当然、反撃の方法と言うのは常に考えて生きてきた。中学に上がると、地元警察署の柔道教室に通い出し、そこで武道のメカニズムに触れた。中学3年間で下手な有段者よりも技の面では優れる様になり、警察官相手の乱取りでも体格差が20kg以内ならそこそこ互角にやれる様になった。
尤も、選手を目指していた訳でも無く、コレに青春をかける気も無かった俺は、中学卒業と同時に警察の柔道教室も卒業すると、高校時代は都立の底辺高校でまったりスローライフを満喫しながら趣味で格闘技を色々つまみ食いしていった。元々のプロレスファンだった事もあり、全盛期の三銃士+四天王は言うに及ばず、女子の対抗戦は直に観戦しつつ、日、一日と進化する様に驚愕しきりでエキサイトしていた。
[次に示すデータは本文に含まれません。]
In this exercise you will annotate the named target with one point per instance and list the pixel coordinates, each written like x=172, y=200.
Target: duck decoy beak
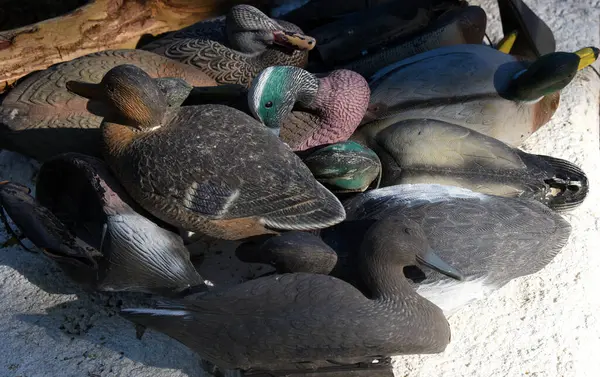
x=587, y=56
x=430, y=259
x=507, y=43
x=84, y=89
x=295, y=41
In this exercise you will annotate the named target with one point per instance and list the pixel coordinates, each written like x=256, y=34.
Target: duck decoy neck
x=251, y=31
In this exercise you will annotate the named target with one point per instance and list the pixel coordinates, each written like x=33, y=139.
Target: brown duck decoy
x=41, y=118
x=82, y=223
x=233, y=49
x=434, y=152
x=491, y=240
x=477, y=87
x=291, y=321
x=209, y=169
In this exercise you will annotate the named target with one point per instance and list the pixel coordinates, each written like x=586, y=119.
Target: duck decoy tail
x=569, y=184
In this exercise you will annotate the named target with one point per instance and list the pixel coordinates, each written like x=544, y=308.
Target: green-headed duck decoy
x=41, y=118
x=233, y=49
x=430, y=151
x=278, y=321
x=309, y=110
x=477, y=87
x=490, y=239
x=344, y=167
x=82, y=223
x=207, y=169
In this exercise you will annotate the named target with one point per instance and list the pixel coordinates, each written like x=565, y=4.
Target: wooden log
x=96, y=26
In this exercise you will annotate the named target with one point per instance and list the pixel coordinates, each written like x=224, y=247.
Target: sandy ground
x=542, y=325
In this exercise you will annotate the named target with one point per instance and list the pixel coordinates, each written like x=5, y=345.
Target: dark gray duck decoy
x=41, y=118
x=430, y=151
x=297, y=320
x=82, y=223
x=208, y=169
x=491, y=240
x=234, y=48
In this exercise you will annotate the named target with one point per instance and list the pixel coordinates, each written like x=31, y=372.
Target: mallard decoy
x=235, y=48
x=208, y=169
x=329, y=108
x=491, y=240
x=295, y=320
x=345, y=167
x=98, y=240
x=40, y=118
x=430, y=151
x=474, y=86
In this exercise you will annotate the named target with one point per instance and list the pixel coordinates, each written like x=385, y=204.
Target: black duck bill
x=430, y=259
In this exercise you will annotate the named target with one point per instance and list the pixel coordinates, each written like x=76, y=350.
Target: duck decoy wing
x=270, y=320
x=145, y=257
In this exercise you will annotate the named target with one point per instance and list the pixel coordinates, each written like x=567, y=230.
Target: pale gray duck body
x=81, y=221
x=273, y=322
x=490, y=239
x=435, y=152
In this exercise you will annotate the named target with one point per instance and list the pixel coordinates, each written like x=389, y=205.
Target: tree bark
x=96, y=26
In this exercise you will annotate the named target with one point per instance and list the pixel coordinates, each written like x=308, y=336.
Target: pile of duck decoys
x=373, y=161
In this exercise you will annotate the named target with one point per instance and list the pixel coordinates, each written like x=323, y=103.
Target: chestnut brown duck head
x=209, y=169
x=81, y=221
x=235, y=48
x=309, y=110
x=41, y=118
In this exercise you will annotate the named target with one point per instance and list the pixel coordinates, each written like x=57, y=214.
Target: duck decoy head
x=251, y=31
x=290, y=252
x=134, y=95
x=549, y=74
x=336, y=103
x=344, y=167
x=396, y=240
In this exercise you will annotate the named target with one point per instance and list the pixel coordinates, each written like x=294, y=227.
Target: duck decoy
x=455, y=27
x=430, y=151
x=474, y=86
x=491, y=240
x=82, y=223
x=263, y=324
x=233, y=49
x=41, y=118
x=207, y=169
x=309, y=110
x=289, y=252
x=345, y=167
x=536, y=38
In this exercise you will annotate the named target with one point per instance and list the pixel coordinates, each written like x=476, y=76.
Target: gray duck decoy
x=81, y=221
x=490, y=240
x=430, y=151
x=207, y=169
x=273, y=322
x=41, y=118
x=477, y=87
x=234, y=48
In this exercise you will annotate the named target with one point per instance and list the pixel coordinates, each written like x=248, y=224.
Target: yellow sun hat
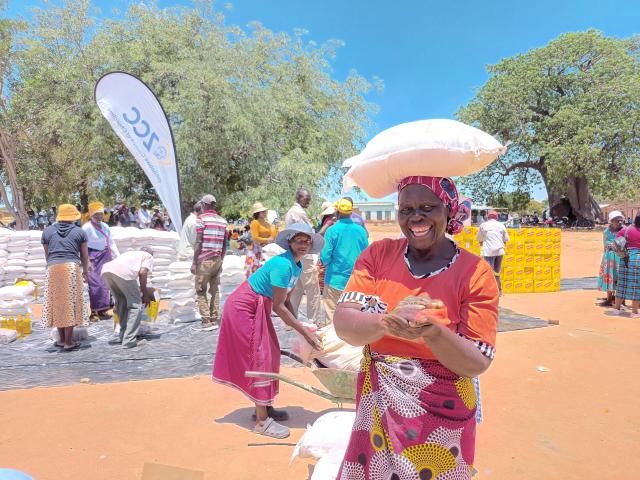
x=257, y=208
x=95, y=207
x=67, y=213
x=328, y=209
x=344, y=206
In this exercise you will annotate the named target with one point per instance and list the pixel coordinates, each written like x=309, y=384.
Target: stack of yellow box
x=532, y=260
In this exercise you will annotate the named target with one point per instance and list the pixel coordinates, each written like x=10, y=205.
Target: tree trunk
x=573, y=200
x=16, y=207
x=84, y=196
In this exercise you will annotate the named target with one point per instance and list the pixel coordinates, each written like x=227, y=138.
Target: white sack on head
x=438, y=148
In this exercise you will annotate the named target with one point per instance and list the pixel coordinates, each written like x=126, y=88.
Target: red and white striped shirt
x=213, y=229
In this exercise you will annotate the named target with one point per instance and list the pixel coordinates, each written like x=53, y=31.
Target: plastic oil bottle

一方、アルティメット黎明期のグレイシーと言う驚異に対抗する算段を、結構本気で考えつつ、その一方で奴らの「足りない」部分を見つける為にも様々な格闘技にそのヒントを探りつつ青春時代を送ったものだ。これには高校時代の悪友の存在も大きかったのだが、現状、ソイツの話は当面気にしないで欲しい。
一つ確実に言えるのは、今、ここに居る俺は、只無力なだけの「被害者」に甘んじる程甘くは無い、と言う事である。
とは言え、折角の強大なアドバンテージを、無為に御開帳する趣味も無ければ、弱者をいたぶる気も無い。只、下手に介入して来る奴らには、それ相応の報いを受けて貰うのも吝かでは無い、と言う事だ。
まあ、そんな訳で、新学期から一月もすると、前世の時とは違い、四方八方百人近い「敵」が毎日毎日日替わりで襲い掛かって来ると言う事態からは大分解放され、休み時間にもある程度は自由に動ける時間帯が増えた。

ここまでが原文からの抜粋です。